🪱
Wormpy is a Python-based web scraping tool designed to crawl across websites and extract their contents efficiently and respectfully. It now features a discovery mode for comprehensive website crawling, as well as a single-page scraping option. Wormpy can parse sitemaps, handle various content types including HTML and PDF, and respects server resources.
Read the tutorial on how I built the first version of this tool.
For god's sake, make sure you use a VPN when using this! (Get 3 months free with NordVPN by using this link.)
- Discovery mode for comprehensive website crawling
- Single-page scraping option
- Dynamic scraper allocation based on URL pool size
- Improved URL pool management
- Configurable maximum number of URLs to scrape
- Parallel scraping with asyncio
- PDF content extraction
- Sitemap parsing (sitemap.xml, sitemap_index.xml, etc.)
- Rate limiting to respect server resources
- Flexible logging
- Content saved to timestamped files
- Command-line interface for easy use
- Image URL detection and skipping
- Output in CSV or JSON format
- Discovered URLs listed for each scraped page
- Python 3.x
- Required libraries (see requirements.txt)
Install the required libraries using pip:
pip install -r requirements.txt
- Clone the repository or download the source code.
- Navigate to the directory containing the source code.
- Run the program with the following command:
python main.py <url> [--discovery] [--log LOG_LEVEL] [--savename SAVE_DIRECTORY] [--format {csv,json}] [--force {req,sel}]
Arguments:
- url: Base URL of the website to scrape (required)
- --discovery: Enable discovery mode to scrape the entire website (optional)
- --format: Specify the output format, either 'csv' or 'json' (optional, default is 'json')
- --force: Force scraping with either 'req' for requests or 'sel' for selenium (optional)
- --log: Set the logging level (optional, default is INFO)
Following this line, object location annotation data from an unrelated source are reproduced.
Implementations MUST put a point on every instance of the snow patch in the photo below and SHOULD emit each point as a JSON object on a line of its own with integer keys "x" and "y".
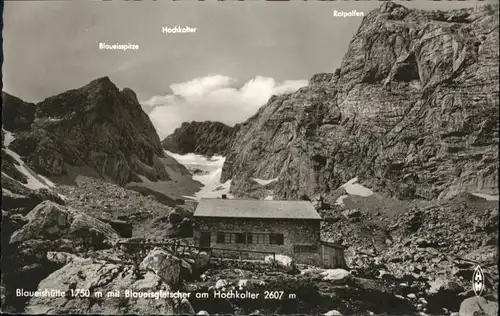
{"x": 210, "y": 176}
{"x": 340, "y": 200}
{"x": 333, "y": 313}
{"x": 264, "y": 182}
{"x": 354, "y": 188}
{"x": 35, "y": 181}
{"x": 487, "y": 197}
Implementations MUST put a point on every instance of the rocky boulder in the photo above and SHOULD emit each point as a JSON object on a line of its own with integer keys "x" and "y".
{"x": 17, "y": 115}
{"x": 412, "y": 117}
{"x": 52, "y": 221}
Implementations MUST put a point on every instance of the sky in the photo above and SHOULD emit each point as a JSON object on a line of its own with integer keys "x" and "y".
{"x": 241, "y": 53}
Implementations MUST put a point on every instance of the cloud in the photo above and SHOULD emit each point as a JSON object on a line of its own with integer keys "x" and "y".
{"x": 213, "y": 98}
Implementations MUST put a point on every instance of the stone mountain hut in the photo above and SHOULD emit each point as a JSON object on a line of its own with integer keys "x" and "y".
{"x": 253, "y": 229}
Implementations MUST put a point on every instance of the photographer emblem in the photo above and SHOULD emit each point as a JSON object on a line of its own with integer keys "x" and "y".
{"x": 478, "y": 281}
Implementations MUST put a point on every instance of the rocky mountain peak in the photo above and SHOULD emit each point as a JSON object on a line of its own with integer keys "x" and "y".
{"x": 410, "y": 116}
{"x": 97, "y": 127}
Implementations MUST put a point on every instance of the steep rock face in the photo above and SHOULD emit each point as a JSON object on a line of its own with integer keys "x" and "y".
{"x": 204, "y": 138}
{"x": 17, "y": 115}
{"x": 96, "y": 127}
{"x": 413, "y": 112}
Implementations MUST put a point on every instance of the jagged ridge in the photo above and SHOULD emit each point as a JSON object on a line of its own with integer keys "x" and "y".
{"x": 413, "y": 112}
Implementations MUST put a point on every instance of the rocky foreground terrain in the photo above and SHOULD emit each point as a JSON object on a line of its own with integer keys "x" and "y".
{"x": 412, "y": 114}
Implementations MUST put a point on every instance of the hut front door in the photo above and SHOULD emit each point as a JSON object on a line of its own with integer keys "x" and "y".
{"x": 205, "y": 238}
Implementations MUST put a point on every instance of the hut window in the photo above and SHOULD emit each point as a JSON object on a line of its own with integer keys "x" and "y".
{"x": 276, "y": 239}
{"x": 239, "y": 238}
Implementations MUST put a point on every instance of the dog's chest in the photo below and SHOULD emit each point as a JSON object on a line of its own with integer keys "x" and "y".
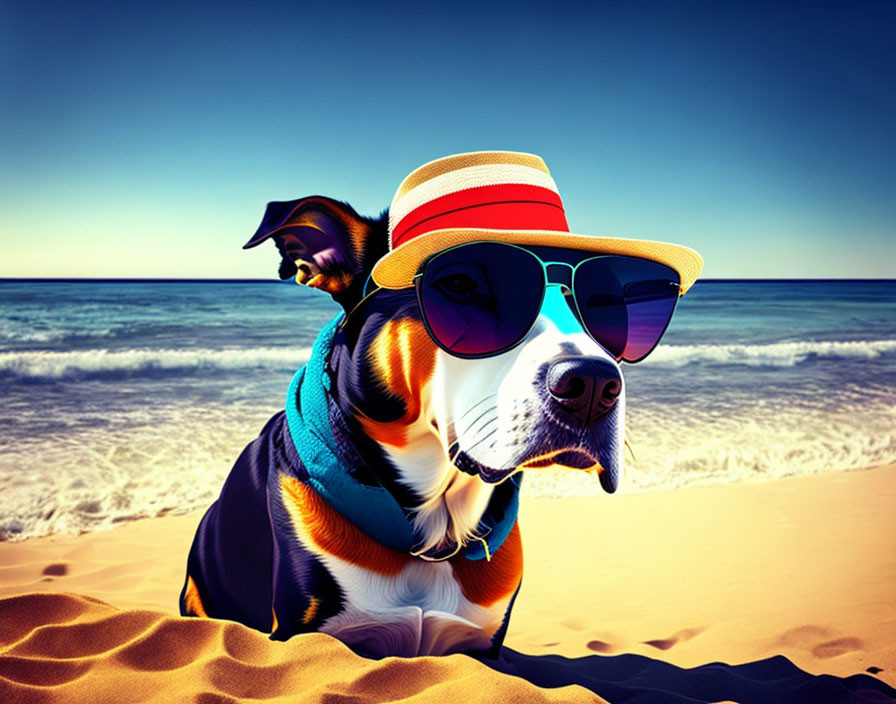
{"x": 421, "y": 610}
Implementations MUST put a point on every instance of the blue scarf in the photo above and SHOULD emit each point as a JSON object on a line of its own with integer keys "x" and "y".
{"x": 373, "y": 509}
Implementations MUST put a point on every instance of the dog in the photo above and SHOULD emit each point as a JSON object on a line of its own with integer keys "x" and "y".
{"x": 381, "y": 506}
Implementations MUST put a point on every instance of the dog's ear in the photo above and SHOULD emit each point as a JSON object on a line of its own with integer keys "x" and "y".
{"x": 325, "y": 244}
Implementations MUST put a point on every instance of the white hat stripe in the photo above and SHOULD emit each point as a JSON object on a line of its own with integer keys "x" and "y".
{"x": 462, "y": 179}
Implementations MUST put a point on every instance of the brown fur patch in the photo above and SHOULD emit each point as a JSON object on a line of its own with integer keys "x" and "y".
{"x": 192, "y": 600}
{"x": 403, "y": 358}
{"x": 486, "y": 582}
{"x": 326, "y": 528}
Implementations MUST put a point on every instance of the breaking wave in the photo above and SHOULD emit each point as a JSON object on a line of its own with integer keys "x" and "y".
{"x": 45, "y": 365}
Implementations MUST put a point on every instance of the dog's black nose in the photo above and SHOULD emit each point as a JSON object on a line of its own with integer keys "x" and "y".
{"x": 586, "y": 387}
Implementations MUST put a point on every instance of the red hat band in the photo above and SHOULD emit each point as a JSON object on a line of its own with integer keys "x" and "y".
{"x": 509, "y": 206}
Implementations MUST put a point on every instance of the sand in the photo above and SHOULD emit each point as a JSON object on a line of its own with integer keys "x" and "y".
{"x": 615, "y": 587}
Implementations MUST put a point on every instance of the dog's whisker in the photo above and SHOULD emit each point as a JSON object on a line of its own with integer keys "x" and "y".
{"x": 473, "y": 407}
{"x": 481, "y": 440}
{"x": 478, "y": 418}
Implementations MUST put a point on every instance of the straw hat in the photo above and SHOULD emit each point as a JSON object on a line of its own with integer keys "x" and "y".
{"x": 498, "y": 197}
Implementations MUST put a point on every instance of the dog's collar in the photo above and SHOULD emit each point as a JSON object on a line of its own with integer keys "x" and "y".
{"x": 372, "y": 508}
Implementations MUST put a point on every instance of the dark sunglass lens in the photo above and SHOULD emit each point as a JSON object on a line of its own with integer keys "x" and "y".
{"x": 626, "y": 303}
{"x": 481, "y": 298}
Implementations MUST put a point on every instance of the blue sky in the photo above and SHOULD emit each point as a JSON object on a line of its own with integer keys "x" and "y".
{"x": 145, "y": 140}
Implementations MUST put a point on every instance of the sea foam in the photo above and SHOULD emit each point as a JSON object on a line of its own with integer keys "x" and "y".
{"x": 79, "y": 363}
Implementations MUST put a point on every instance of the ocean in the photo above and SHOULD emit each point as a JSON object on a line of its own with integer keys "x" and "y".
{"x": 128, "y": 399}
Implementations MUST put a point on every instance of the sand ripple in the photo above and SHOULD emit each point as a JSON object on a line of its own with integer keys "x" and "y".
{"x": 67, "y": 648}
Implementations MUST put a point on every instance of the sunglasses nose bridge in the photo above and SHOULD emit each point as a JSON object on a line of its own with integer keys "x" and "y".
{"x": 559, "y": 273}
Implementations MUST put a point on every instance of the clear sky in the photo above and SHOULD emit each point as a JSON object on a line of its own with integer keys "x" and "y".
{"x": 144, "y": 141}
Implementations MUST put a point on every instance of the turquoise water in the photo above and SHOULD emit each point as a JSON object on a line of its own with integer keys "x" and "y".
{"x": 127, "y": 399}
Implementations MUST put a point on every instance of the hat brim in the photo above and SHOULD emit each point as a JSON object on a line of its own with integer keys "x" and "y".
{"x": 398, "y": 268}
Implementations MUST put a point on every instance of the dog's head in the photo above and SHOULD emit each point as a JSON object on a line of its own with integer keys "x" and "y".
{"x": 442, "y": 433}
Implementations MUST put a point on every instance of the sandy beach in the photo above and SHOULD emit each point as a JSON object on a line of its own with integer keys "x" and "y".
{"x": 803, "y": 568}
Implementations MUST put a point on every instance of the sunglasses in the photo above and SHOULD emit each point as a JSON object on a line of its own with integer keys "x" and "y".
{"x": 481, "y": 299}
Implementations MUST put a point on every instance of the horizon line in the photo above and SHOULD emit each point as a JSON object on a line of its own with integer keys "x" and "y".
{"x": 165, "y": 280}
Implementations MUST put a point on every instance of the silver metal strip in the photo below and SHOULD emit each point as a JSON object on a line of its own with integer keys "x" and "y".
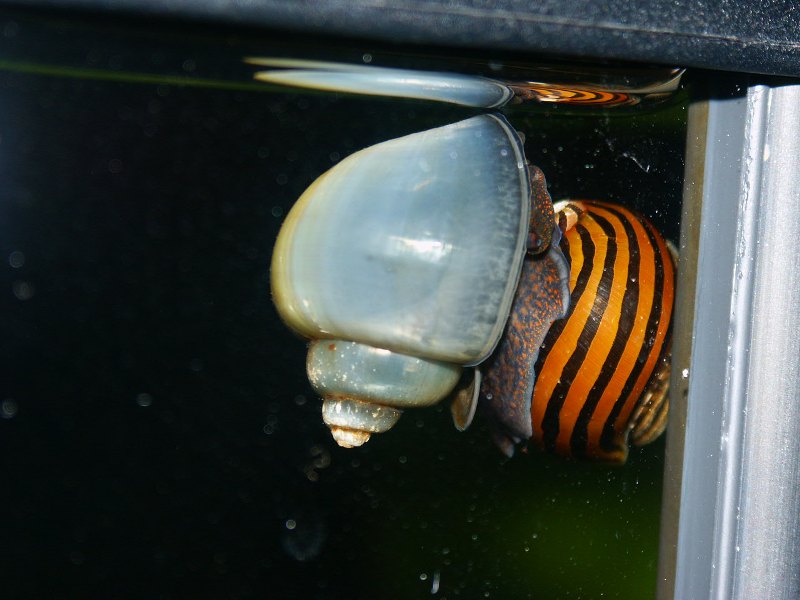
{"x": 739, "y": 535}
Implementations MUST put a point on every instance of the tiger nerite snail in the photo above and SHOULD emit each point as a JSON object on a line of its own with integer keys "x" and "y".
{"x": 417, "y": 257}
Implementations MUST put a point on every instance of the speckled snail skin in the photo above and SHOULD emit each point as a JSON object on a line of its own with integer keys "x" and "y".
{"x": 602, "y": 372}
{"x": 420, "y": 256}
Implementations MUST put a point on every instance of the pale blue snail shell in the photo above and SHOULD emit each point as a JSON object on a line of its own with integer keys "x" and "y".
{"x": 401, "y": 262}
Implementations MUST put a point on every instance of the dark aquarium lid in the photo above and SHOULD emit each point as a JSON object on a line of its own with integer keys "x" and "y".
{"x": 746, "y": 36}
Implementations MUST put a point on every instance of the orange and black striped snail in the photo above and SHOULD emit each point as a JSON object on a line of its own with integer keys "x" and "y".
{"x": 418, "y": 257}
{"x": 599, "y": 376}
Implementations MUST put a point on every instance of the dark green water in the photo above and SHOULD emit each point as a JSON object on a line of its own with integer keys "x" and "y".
{"x": 160, "y": 439}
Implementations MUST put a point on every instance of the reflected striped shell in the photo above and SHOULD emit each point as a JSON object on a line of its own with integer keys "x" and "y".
{"x": 603, "y": 371}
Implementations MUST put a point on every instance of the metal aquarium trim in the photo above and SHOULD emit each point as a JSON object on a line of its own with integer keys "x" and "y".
{"x": 738, "y": 533}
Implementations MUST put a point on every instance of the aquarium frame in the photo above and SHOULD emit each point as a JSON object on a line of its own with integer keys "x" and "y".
{"x": 733, "y": 453}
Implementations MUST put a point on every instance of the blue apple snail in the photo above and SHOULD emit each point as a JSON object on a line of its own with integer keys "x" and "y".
{"x": 419, "y": 258}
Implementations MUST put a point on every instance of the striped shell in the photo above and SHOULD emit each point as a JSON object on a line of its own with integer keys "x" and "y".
{"x": 601, "y": 372}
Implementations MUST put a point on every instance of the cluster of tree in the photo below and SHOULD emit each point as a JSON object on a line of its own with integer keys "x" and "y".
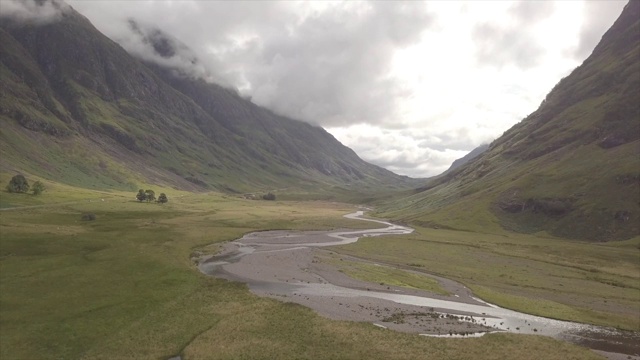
{"x": 19, "y": 184}
{"x": 150, "y": 195}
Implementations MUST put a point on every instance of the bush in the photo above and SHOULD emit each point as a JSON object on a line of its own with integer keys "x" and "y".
{"x": 37, "y": 188}
{"x": 18, "y": 184}
{"x": 88, "y": 217}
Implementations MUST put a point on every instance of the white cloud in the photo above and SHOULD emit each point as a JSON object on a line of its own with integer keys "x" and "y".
{"x": 32, "y": 11}
{"x": 408, "y": 85}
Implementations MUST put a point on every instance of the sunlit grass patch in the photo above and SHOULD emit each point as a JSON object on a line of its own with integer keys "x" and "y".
{"x": 385, "y": 275}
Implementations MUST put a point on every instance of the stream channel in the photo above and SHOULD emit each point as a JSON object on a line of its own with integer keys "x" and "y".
{"x": 281, "y": 264}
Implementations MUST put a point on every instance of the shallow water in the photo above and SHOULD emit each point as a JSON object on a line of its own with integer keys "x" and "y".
{"x": 598, "y": 338}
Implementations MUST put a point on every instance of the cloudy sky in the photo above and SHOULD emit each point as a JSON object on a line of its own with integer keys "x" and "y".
{"x": 410, "y": 86}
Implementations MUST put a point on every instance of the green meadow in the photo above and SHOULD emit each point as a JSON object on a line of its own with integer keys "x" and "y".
{"x": 596, "y": 283}
{"x": 124, "y": 286}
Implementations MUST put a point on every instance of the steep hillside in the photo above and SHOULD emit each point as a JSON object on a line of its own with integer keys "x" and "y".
{"x": 465, "y": 159}
{"x": 76, "y": 107}
{"x": 571, "y": 168}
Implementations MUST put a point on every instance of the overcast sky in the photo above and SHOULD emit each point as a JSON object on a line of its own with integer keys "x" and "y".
{"x": 410, "y": 86}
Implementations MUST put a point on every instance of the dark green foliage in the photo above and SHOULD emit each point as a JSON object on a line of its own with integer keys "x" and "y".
{"x": 18, "y": 184}
{"x": 141, "y": 196}
{"x": 37, "y": 188}
{"x": 568, "y": 169}
{"x": 88, "y": 217}
{"x": 152, "y": 125}
{"x": 150, "y": 195}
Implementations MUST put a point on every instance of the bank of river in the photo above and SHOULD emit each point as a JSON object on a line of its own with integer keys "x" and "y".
{"x": 287, "y": 265}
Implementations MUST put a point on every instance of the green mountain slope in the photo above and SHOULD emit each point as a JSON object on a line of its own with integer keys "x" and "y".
{"x": 571, "y": 168}
{"x": 77, "y": 108}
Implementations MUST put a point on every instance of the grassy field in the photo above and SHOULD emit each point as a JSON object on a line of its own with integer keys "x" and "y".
{"x": 123, "y": 286}
{"x": 596, "y": 283}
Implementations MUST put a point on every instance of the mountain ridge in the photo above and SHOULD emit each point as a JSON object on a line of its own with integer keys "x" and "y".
{"x": 129, "y": 121}
{"x": 569, "y": 169}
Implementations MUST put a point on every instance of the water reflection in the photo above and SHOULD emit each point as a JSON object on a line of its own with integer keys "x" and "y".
{"x": 605, "y": 339}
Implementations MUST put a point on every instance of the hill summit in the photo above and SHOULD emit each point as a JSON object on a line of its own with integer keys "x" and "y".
{"x": 570, "y": 169}
{"x": 77, "y": 108}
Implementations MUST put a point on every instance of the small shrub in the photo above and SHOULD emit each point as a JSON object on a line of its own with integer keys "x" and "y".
{"x": 18, "y": 184}
{"x": 37, "y": 188}
{"x": 88, "y": 217}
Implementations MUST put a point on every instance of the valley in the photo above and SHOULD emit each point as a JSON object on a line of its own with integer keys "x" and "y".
{"x": 174, "y": 218}
{"x": 125, "y": 285}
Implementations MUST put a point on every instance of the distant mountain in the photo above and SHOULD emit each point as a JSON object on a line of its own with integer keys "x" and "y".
{"x": 465, "y": 159}
{"x": 77, "y": 108}
{"x": 571, "y": 168}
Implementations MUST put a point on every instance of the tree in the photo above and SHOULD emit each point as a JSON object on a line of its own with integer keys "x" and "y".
{"x": 141, "y": 196}
{"x": 18, "y": 183}
{"x": 37, "y": 188}
{"x": 150, "y": 195}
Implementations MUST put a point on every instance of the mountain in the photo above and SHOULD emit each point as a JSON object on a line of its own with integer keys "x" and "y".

- --savename: Specify the directory name to save output (optional)
Examples:
# Scrape a single page
python main.py https://www.example.com --savename example_scrape --format csv
# Scrape the entire website (discovery mode)
python main.py https://www.example.com --discovery --log INFO --format json --force sel
- main.py: Entry point of the application
- scraper.py: Core scraping logic and scraper management
- content_processor.py: Processes and extracts text from HTML and PDF content
- url_processor.py: Processes URLs and extracts links
- url_tracker.py: Manages the URL pool and tracks visited URLs
- utils.py: Utility functions
- config.py: Configuration settings
Wormpy implements robust error handling and logging throughout the codebase. Errors are caught, logged, and in many cases, the script attempts to continue execution where possible.
To be respectful of server resources, Wormpy implements a rate limiter that adds a random delay between requests.
Wormpy can detect and extract text from PDF files, both from local files and URLs.
- The tool offers both single-page and full website scraping options.
- It detects and skips image URLs to avoid unnecessary processing.
- Suspicious URLs are identified and handled appropriately.
Contributions are welcome! If you have suggestions for improvements or encounter any issues, please open an issue or submit a pull request.
This project is licensed under the GNU GENERAL PUBLIC LICENSE. See the LICENSE file for more details.
Web scraping may be subject to legal and ethical considerations. Always ensure you have permission to scrape a website and that you're complying with the website's robots.txt file and terms of service.